The truth is that the reference is more than syntaxic sugar.

• Unlike pointers, it authorizes manipulating the object as if on stack.
• Unline pointers, when associatied with the const keyword, it authorizes implicit promotion from one type to another (through constructors, mainly).
• Unlike pointers, the symbol is not supposed to be NULL/invalid.
• Unlike the "by-copy", you are not spending useless time copying the object
• Unlike the "by-copy", you can use it as an [out] parameter
• Unlike the "by-copy", you can use the full range of OOP in C++ (i.e. you pass a full object to a function waiting an interface).

So, references has the best of both worlds.

Let's see the C example, but with a C++ variation on the doSomethingElse function:

struct P { int value ; } ;

// p is a reference to a pointer to P
void doSomethingElse(P * & p)
{
   p->value = 32 ;
   p = (P *) malloc(sizeof(P)) ; // Don't bother with the leak
   p->value = 45 ;
}

void doSomething()
{
   P * p = (P *) malloc(sizeof(P)) ;
   p->value = 25 ;

   doSomethingElse(p) ;

     int i = p->value ;
   // Value of p ? 25 ? 32 ? 42 ?
}

The result is 42, and the old p was leaked, replaced by the new p. Because, unlike C code, we're not passing a copy of the pointer, but the reference to the pointer, that is, the pointer itself.

When working with C++, the above example must be cristal clear. If it is not, then you're missing something.

Conclusion

C++ is pass-by-copy/value because it is the way everything works, be it in C, in C# or in Java (even in JavaScript... :-p ...). And like C#, C++ has a reference operator/keyword, as a bonus.

Now, as far as I understand it, you are perhaps doing what I call half-jockingly C+, that is, C with some limited C++ features.

Perhaps your solution is using typedefs (it will enrage your C++ colleagues, though, to see the code polluted by useless typedefs...), but doing this will only obfuscate the fact you're really missing C++ there.

As said in another post, you should change your mindset from C development (of whatever) to C++ development, or you should perhaps move to another language. But do not keep programing the C way with C++ features, because by consciously ignoring/obfuscating the power of the idioms you use, you'll produce suboptimal code.

Note: And do not pass by copy anything else than primitives. You'll castrate your function from its OO capacity, and in C++, this is not what you want.

Edit

The question was somewhat modified (see http://stackoverflow.com/revisions/146271/list ). I let my original answer, and answer the new questions below.

What you think about default pass-by-reference semantics on C++? Like you said, it would break compatibility, and you'll have different pass-by for primitives (i.e. built-in types, which would still be passed by copy) and structs/objects (which would be passed as references). You would have to add another operator to mean "pass-by-value" (the extern "C" is quite awful and already used for something else quite different). No, I really like the way it is done today in C++.

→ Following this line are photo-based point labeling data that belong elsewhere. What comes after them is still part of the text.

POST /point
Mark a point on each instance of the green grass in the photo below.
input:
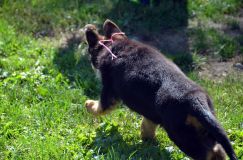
(43, 88)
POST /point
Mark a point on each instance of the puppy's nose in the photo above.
(89, 27)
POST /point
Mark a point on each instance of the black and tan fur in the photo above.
(151, 85)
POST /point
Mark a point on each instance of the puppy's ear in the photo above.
(92, 36)
(110, 28)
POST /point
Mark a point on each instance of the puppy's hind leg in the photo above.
(148, 129)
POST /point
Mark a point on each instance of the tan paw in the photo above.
(93, 107)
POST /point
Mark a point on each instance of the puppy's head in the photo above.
(93, 38)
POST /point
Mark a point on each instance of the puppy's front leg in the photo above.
(105, 105)
(148, 129)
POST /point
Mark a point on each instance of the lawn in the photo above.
(43, 86)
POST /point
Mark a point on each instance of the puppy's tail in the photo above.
(201, 111)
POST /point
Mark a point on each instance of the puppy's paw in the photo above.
(93, 107)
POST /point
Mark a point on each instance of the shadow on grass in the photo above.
(110, 143)
(75, 65)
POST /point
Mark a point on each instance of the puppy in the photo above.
(153, 86)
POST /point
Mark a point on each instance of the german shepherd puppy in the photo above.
(153, 86)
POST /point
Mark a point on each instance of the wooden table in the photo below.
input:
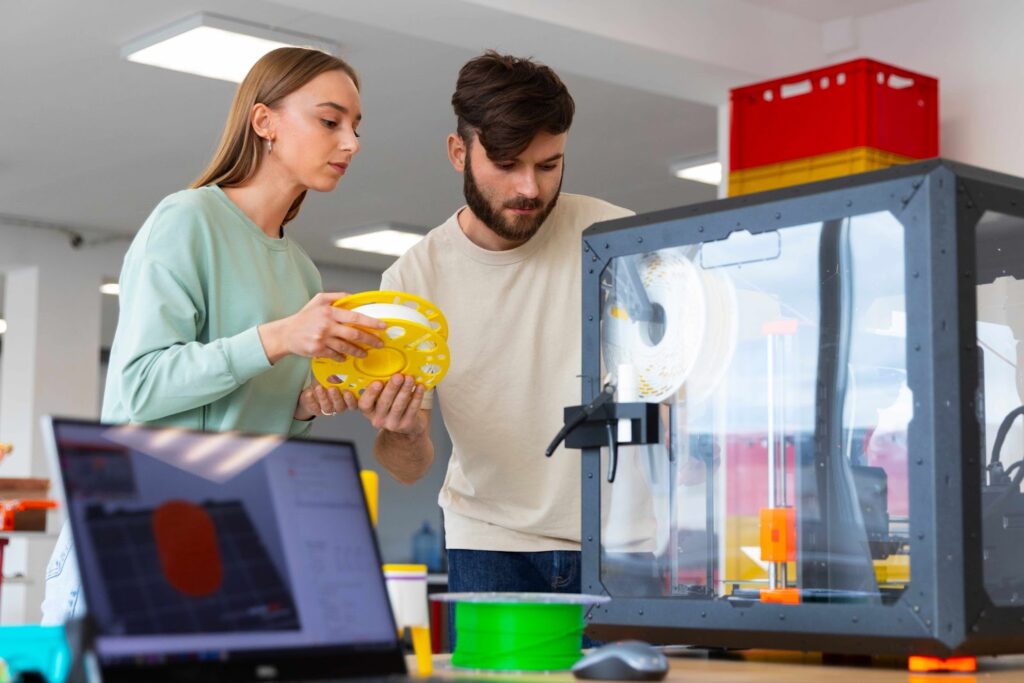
(759, 667)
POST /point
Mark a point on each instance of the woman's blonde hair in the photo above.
(276, 75)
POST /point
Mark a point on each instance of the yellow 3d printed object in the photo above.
(415, 343)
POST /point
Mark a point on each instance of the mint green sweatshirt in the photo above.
(198, 279)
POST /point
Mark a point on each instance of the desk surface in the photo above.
(759, 667)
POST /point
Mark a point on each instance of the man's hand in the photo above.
(392, 406)
(314, 400)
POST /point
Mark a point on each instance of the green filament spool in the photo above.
(518, 631)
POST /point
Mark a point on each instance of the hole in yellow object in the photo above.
(381, 363)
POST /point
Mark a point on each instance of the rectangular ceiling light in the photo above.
(699, 170)
(387, 239)
(214, 46)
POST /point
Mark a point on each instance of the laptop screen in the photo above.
(199, 546)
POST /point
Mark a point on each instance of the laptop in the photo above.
(223, 557)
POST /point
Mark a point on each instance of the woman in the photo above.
(219, 308)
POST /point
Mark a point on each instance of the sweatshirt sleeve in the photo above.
(164, 369)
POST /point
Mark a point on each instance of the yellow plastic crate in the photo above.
(809, 169)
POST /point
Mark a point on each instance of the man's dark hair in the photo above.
(507, 100)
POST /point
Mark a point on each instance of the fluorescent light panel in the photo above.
(214, 46)
(388, 241)
(710, 173)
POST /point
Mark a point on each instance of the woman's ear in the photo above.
(263, 121)
(457, 152)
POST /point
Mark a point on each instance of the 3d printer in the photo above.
(800, 430)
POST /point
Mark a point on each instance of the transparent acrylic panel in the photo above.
(779, 360)
(999, 246)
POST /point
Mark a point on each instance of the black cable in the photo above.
(1000, 435)
(612, 451)
(607, 393)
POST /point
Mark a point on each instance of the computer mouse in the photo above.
(624, 660)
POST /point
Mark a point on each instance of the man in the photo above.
(506, 271)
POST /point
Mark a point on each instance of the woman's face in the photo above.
(314, 136)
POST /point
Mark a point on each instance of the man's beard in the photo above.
(519, 228)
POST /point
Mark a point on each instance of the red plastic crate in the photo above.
(859, 103)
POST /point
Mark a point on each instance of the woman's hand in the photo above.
(321, 330)
(314, 400)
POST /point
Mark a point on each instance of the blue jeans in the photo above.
(485, 570)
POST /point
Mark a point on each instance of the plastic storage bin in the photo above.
(810, 169)
(859, 103)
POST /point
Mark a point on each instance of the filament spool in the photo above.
(663, 352)
(415, 343)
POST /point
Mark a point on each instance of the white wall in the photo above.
(50, 365)
(976, 51)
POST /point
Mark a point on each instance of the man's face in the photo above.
(514, 197)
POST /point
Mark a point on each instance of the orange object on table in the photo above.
(11, 508)
(922, 665)
(778, 535)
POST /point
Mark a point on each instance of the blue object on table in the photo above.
(427, 548)
(41, 648)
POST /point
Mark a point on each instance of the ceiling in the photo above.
(827, 10)
(93, 141)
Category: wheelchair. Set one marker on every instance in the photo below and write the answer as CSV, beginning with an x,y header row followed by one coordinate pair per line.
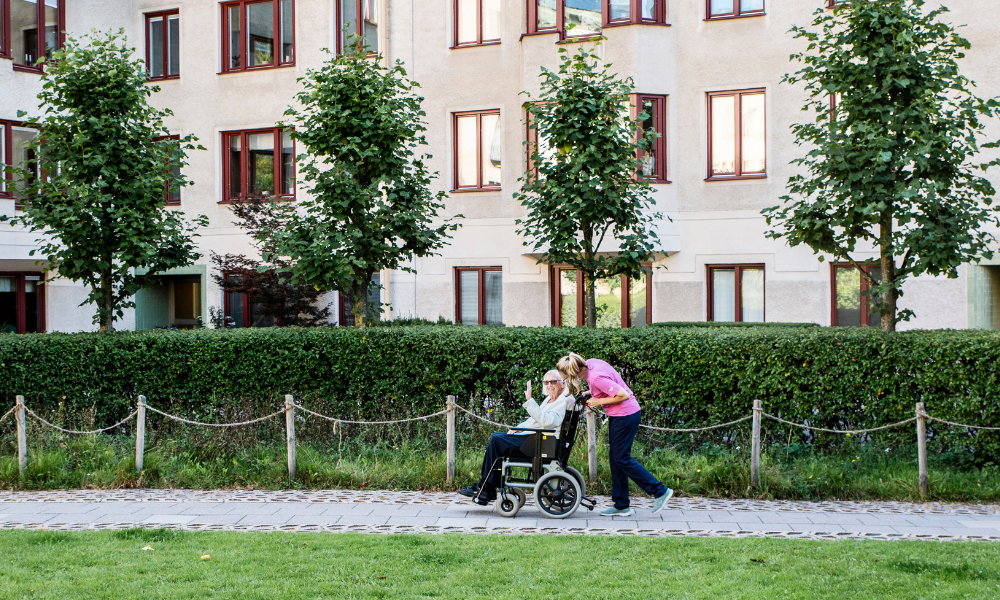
x,y
558,488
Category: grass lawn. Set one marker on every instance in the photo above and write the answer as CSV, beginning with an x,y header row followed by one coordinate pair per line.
x,y
67,565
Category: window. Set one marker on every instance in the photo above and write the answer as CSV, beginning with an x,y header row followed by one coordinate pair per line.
x,y
736,135
14,153
850,308
374,312
258,164
477,22
586,18
257,35
621,301
22,303
653,163
21,21
364,29
172,197
479,296
736,293
731,9
163,45
478,151
239,311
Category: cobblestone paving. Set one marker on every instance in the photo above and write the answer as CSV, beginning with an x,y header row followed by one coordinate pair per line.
x,y
389,512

[...] the reference operator seems to me a way to get the variable address, that's the way I used for getting pointers. I mean, it is the same operator but with different semantic on different contexts, doesn't that feel a little bit wrong for you too? Yes and no. Operator >> changed its semantic when used with C++ streams, too. Then, you can use operator += to replace strcat. I guess the operator & got used because its signification as "opposite of pointer", and because they did not want to use yet another symbol (ASCII is limited, and the scope operator :: as well as pointer -> shows that few other symbols are usable). But now, if & bothers you, && will really unnerve you, as they added an unary && in C++0x (a kind of super-reference...). I've yet to digest it myself...

Answer 9

I think that c++ become very messy if you start to mix all the kind of available parameters, with their const variations.

It gets rapidly out of hand to trak all the copy constructors calls, all the dereferences overloaded and so on.

Answer 10

In other words, you want C++ to be more like Java?